Se eu fosse psicólogo eu talvez quisesse pesquisar a tendência humana de repetir algumas afirmações como se verdades absolutas fossem, de forma seletiva
Eu tava me perguntando aqui sobre a ultimamente tão repetida afirmação de que a arte sempre foi para questionar e instigar, que a arte é em sua essência transgressão e tal. será? tipo, não sei muito de história da arte, entao talvez alguem com mais fontes possa demonstrar o por quê desta afirmação, mas quando eu parei para pensar a respeito me pareceu q esta definição é puramente moderna e arbitrária
quero dizer, podemos voltar alguns milhares de anos até as pinturas rupestres, que podemos considerar formas primitivas de arte, e se os primeiros humanos tiveram uma palavra para "arte" me parece coerente acreditar que para eles a arte deveria retratar algo que ocorreu ou que foi visto. a arte para questionar dogmas e paradigmas nao parece me fazer sentido nesse contexto
mas ok, isso é mto primitivo. vamos avançar bastante, para as primeiras grandes civilizações. do que sei dessa arte me parece que seu intuito era contar e retratar historias, tanto reais quanto mitológicas, ou ser feita em homenagem a alguem, ou simplesmente para ser bonito e bem feito. voce via pinturas e esculturas para os deuses e para grandes herois, poemas idem, mas tambem via poemas, ceramicas e obras de ourives cujo intuito era ser bonito. as ideias referentes a política, ideologia e moralidade me pareciam mais confinadas aos textos filosóficos
entao voce pode avançar mais um bocado, pular varias etapas centradas em arte sacra e chegar na renascença, iluminismo e etc. havia um contexto de mudança de paradigma e de maior foco no homem e menor na religiao. talvez seja possível dizer que a arte entao serviu seu proposito de questionar a sociedade ao colocar em xeque a predominancia do religioso? talvez, mas será? será que quando os artistas deixaram de pintar santos e cenas bíblicas para pintar paisagens e retratos de nobres e burgueses ricos eles estavam sendo transgressores, ou simplesmente seguindo as preferências da sociedade? havia um tabu a ser rompido quanto a isso? ou será que simplesmente começou a haver mais pessoas dispostas e capacitadas e pagar por arte, de forma que a Igreja deixou de ser a patrocinadora predominante? além disso, nao me parece haver questionamento ou crítica alguma à religiosidade e à sociedade, nenhuma intenção de chocar ou insultar os conservadores de então. e se havia, a crítica nao era a arte em si, apenas mais um elemento dela. deve ser claro a todos a diferença enorme entre voce fazer uma escultura belíssima e de grande qualidade que tenha como objetivo o questionamento social, e uma pedra com as palavras "f**a-se a Igreja" entalhadas.
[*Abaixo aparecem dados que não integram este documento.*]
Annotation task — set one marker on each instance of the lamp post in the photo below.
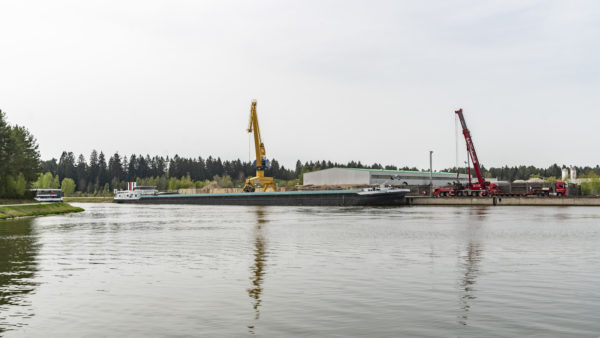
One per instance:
(430, 173)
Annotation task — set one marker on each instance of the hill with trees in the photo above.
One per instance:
(19, 160)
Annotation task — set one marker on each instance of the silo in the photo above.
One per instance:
(565, 174)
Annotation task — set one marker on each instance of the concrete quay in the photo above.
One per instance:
(498, 201)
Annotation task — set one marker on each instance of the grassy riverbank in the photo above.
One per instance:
(36, 209)
(98, 199)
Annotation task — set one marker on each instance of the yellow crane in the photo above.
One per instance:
(261, 163)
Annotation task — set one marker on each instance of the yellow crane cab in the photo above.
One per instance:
(261, 163)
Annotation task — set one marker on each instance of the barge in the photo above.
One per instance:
(365, 197)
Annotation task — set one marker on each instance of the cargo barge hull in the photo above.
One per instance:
(294, 198)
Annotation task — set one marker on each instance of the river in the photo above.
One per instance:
(229, 271)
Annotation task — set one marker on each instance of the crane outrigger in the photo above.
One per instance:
(261, 164)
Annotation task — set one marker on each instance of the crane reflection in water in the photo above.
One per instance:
(470, 262)
(19, 249)
(257, 269)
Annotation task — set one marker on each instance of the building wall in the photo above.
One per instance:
(336, 176)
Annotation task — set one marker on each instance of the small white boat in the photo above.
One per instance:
(48, 195)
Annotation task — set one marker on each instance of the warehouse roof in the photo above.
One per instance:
(400, 171)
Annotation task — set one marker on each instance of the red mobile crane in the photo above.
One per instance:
(479, 188)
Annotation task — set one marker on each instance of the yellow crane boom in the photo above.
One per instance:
(261, 163)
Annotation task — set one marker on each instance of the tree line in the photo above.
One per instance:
(99, 174)
(19, 159)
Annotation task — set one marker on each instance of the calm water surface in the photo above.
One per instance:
(206, 271)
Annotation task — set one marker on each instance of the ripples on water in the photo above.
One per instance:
(121, 270)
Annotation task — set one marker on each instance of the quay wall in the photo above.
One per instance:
(529, 201)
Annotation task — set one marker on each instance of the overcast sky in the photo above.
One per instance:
(376, 81)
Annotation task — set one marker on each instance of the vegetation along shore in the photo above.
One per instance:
(36, 209)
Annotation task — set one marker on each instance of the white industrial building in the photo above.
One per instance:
(359, 176)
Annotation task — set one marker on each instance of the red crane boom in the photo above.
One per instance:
(472, 153)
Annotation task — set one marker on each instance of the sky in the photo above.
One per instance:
(375, 81)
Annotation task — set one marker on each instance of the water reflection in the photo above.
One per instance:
(258, 267)
(18, 265)
(470, 262)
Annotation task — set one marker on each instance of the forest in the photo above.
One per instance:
(99, 175)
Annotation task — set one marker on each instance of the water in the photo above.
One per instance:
(205, 271)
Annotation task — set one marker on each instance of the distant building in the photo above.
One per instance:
(358, 176)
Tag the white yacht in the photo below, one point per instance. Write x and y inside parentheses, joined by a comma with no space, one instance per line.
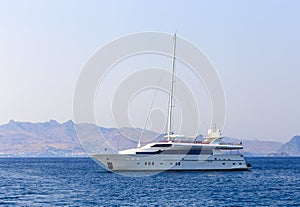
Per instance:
(178,152)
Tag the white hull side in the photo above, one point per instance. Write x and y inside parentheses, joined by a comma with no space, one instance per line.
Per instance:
(121,162)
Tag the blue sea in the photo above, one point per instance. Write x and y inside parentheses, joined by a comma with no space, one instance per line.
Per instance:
(82,182)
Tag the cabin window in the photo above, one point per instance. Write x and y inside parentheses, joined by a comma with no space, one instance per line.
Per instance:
(162,145)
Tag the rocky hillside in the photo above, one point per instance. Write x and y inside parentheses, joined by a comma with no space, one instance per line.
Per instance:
(61,139)
(292,147)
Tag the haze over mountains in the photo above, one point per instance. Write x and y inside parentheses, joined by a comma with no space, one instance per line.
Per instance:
(26,139)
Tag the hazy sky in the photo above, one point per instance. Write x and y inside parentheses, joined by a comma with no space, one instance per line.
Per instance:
(254,45)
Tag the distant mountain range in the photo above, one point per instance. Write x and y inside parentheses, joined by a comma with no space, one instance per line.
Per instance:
(26,139)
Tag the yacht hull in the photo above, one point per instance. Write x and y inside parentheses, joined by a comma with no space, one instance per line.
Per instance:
(122,162)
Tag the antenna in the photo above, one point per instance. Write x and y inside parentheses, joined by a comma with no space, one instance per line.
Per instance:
(169,130)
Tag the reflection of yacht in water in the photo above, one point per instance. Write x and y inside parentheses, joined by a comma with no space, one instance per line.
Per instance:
(175,153)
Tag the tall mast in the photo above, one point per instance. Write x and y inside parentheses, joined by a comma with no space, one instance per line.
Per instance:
(171,98)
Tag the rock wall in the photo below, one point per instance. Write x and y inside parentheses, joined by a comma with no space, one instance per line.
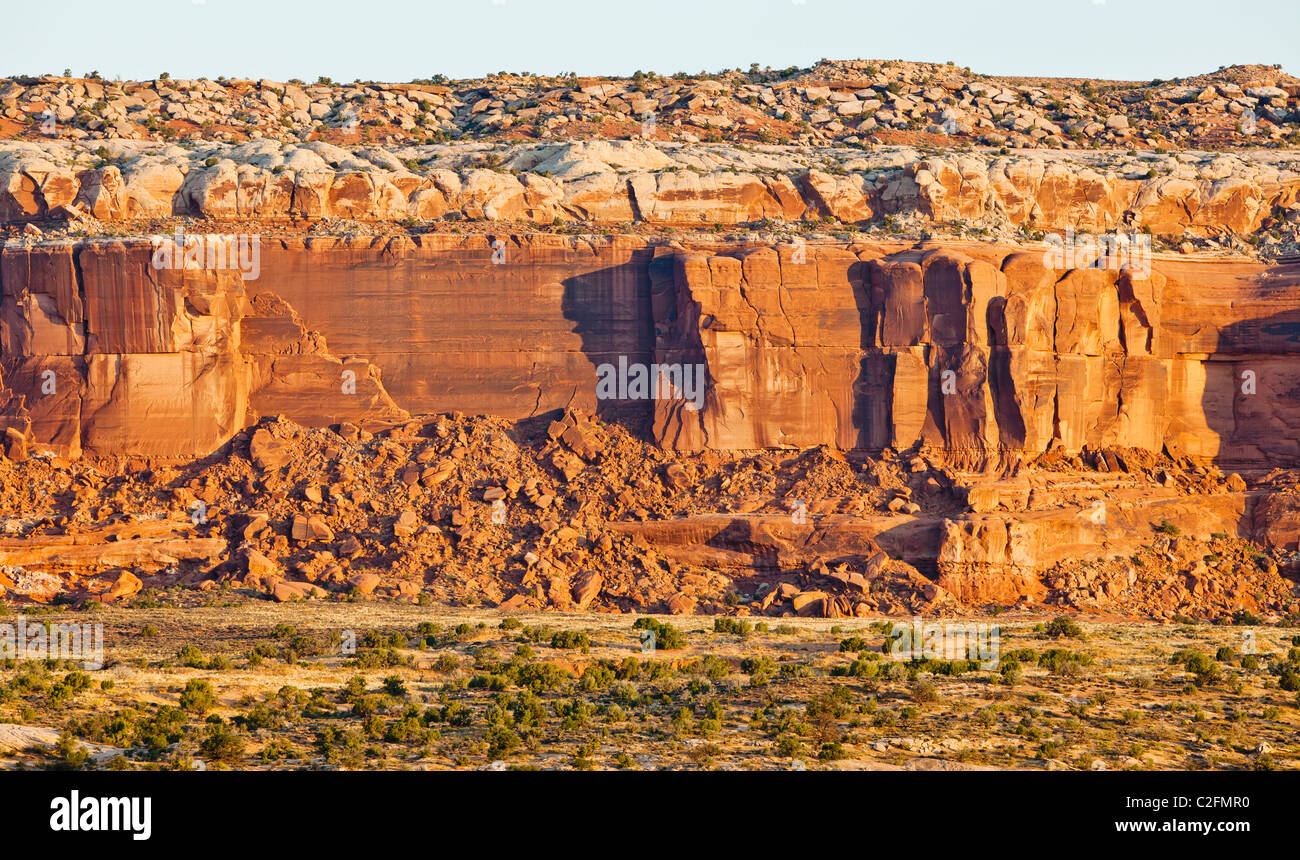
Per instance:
(667,185)
(983,352)
(971,348)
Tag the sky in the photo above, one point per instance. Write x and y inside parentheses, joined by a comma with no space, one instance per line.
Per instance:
(401,40)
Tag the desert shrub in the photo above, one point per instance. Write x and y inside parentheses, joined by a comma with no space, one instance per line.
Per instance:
(666,637)
(571,639)
(1062,628)
(191,656)
(222,743)
(735,626)
(198,696)
(853,643)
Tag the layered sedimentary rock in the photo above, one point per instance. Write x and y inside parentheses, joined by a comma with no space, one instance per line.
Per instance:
(664,185)
(980,351)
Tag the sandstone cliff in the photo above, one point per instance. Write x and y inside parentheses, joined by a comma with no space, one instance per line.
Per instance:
(979,351)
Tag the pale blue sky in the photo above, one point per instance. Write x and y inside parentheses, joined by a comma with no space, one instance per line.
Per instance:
(399,40)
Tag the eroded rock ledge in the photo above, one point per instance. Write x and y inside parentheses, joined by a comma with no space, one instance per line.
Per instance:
(975,350)
(1173,195)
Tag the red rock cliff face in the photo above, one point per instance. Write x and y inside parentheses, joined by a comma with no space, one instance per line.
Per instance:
(984,352)
(975,350)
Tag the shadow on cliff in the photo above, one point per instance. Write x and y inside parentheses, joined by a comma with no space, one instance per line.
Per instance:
(612,313)
(1251,399)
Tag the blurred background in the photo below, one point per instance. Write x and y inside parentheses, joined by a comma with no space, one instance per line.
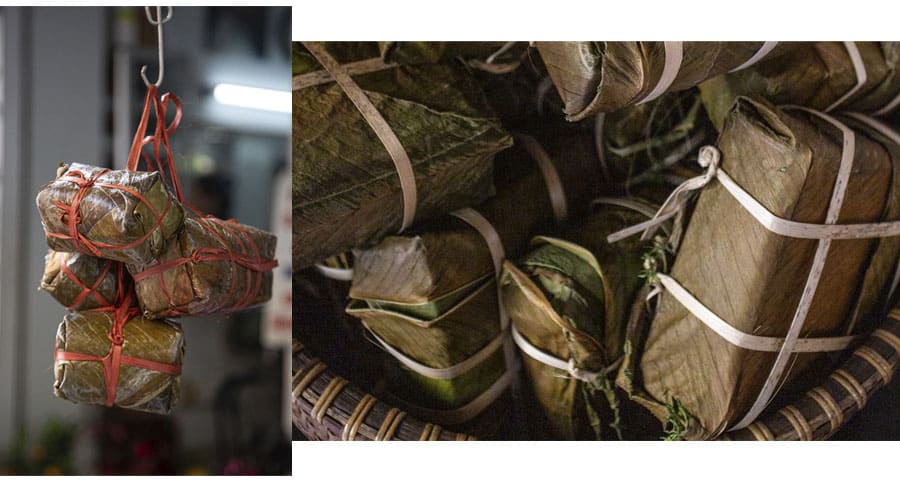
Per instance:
(70,91)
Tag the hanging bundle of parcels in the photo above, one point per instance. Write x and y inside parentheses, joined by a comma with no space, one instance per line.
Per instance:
(127,254)
(702,241)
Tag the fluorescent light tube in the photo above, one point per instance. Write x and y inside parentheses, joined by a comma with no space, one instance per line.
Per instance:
(253,97)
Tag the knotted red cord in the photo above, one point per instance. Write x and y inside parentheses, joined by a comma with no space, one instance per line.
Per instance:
(249,258)
(92,290)
(122,311)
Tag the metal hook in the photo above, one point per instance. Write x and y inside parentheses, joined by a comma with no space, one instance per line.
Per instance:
(159,21)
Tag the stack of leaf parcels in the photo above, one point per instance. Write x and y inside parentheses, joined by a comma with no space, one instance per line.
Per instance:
(753,278)
(115,347)
(414,293)
(779,252)
(569,298)
(346,191)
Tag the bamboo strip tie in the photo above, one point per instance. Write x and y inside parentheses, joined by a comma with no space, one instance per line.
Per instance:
(798,421)
(327,398)
(357,417)
(889,338)
(386,423)
(389,434)
(880,364)
(761,432)
(317,368)
(829,406)
(852,386)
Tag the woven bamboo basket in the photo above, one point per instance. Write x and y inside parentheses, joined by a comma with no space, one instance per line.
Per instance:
(328,407)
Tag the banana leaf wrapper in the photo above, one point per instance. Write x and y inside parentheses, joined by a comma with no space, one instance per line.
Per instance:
(594,77)
(649,142)
(125,216)
(570,299)
(346,192)
(684,372)
(414,292)
(435,52)
(815,75)
(141,389)
(81,282)
(195,276)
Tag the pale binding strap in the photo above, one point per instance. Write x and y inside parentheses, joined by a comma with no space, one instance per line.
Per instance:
(674,52)
(889,107)
(859,67)
(319,77)
(335,273)
(838,194)
(551,176)
(464,413)
(742,339)
(495,246)
(764,50)
(542,357)
(894,137)
(709,158)
(626,203)
(379,125)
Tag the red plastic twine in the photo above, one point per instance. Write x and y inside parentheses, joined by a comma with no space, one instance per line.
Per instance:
(70,215)
(92,290)
(122,312)
(249,258)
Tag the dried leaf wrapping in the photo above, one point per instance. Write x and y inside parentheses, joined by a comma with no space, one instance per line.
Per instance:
(594,77)
(645,143)
(346,191)
(754,278)
(815,75)
(414,292)
(139,389)
(434,52)
(569,298)
(80,282)
(196,275)
(127,215)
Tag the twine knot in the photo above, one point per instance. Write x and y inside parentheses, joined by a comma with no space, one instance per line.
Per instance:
(581,374)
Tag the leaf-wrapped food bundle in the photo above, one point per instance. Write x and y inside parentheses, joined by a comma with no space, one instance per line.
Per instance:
(414,293)
(434,52)
(594,77)
(81,282)
(570,299)
(211,266)
(644,143)
(818,75)
(755,279)
(126,216)
(147,377)
(346,189)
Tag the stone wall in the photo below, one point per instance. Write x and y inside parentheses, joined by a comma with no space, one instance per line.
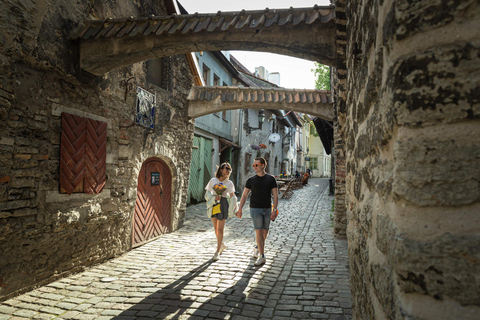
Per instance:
(412,158)
(339,76)
(45,234)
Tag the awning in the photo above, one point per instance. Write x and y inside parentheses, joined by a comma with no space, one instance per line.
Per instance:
(224,143)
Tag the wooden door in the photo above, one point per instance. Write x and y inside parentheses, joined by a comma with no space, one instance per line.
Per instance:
(153,206)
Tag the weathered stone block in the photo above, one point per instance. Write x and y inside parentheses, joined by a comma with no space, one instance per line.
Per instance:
(441,267)
(24,212)
(9,205)
(417,16)
(425,175)
(437,86)
(7,141)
nao duvido que de fato tenham existido obras e artistas que era fortemente críticos a monarquias e às instituições vigentes, mas tambem nao duvido que sua arte precisava ter técnica e qualidade para ser apreciada.
assim, esse negocio de escrever "cu" numa hóstia e isso ser considerado arte me parece algo puramente moderno e sem precedentes. o que nao é argumento para invalidar o conceito, claro: tempo nao eh criterio. a questao é justamente questionar o argumento dado de q arte é transgressora e para romper paradigmas sociais e tem sempre sido assim. nao tem. isso é um conceito moderno e voce nao pode dizer que arte se equivale a essas coisas e que sempre foi assim, pq nao foi.
as pessoas gostam entao de citar picasso, pintores surrealistas, jackson pollock e cia como exemplos de que a arte sempre foi transgressora. bem, primeiro q relativamente falando esses pintores e esses movimentos sao bastante recentes. segundo que eles transgrediram no âmbito da técnica e do estilo, nao no conceito de arte ou nos questionamento sociais. "ah, mas guernica é uma crítica à guerra civil espanhola". oras, claro, mas retomo o que disse anteriormente: a arte foi usada para criticar alguma coisa, não foi a crítica a alguma coisa que foi usada como arte. me parece ser uma diferença óbvia e importante.
as pessoas tambem tentam mostrar que o fato de a arte ter mudado tanto ao longo dos séculos demonstra seu caráter transgressor e rompedor de paradigmas. isso me parece misturar a ideia de transgressão com aprimoramento. voce inventar novos métodos para pintar e escrever e utilizar diferentes estilos com o intuito de criar algo bonito e inspirador que possa, eventualmente, questionar algum aspecto da sociedade, é muito diferente de questionar algum aspecto da sociedade do modo mais bizarro que for possível imaginar e tentar considerar isso como sendo arte.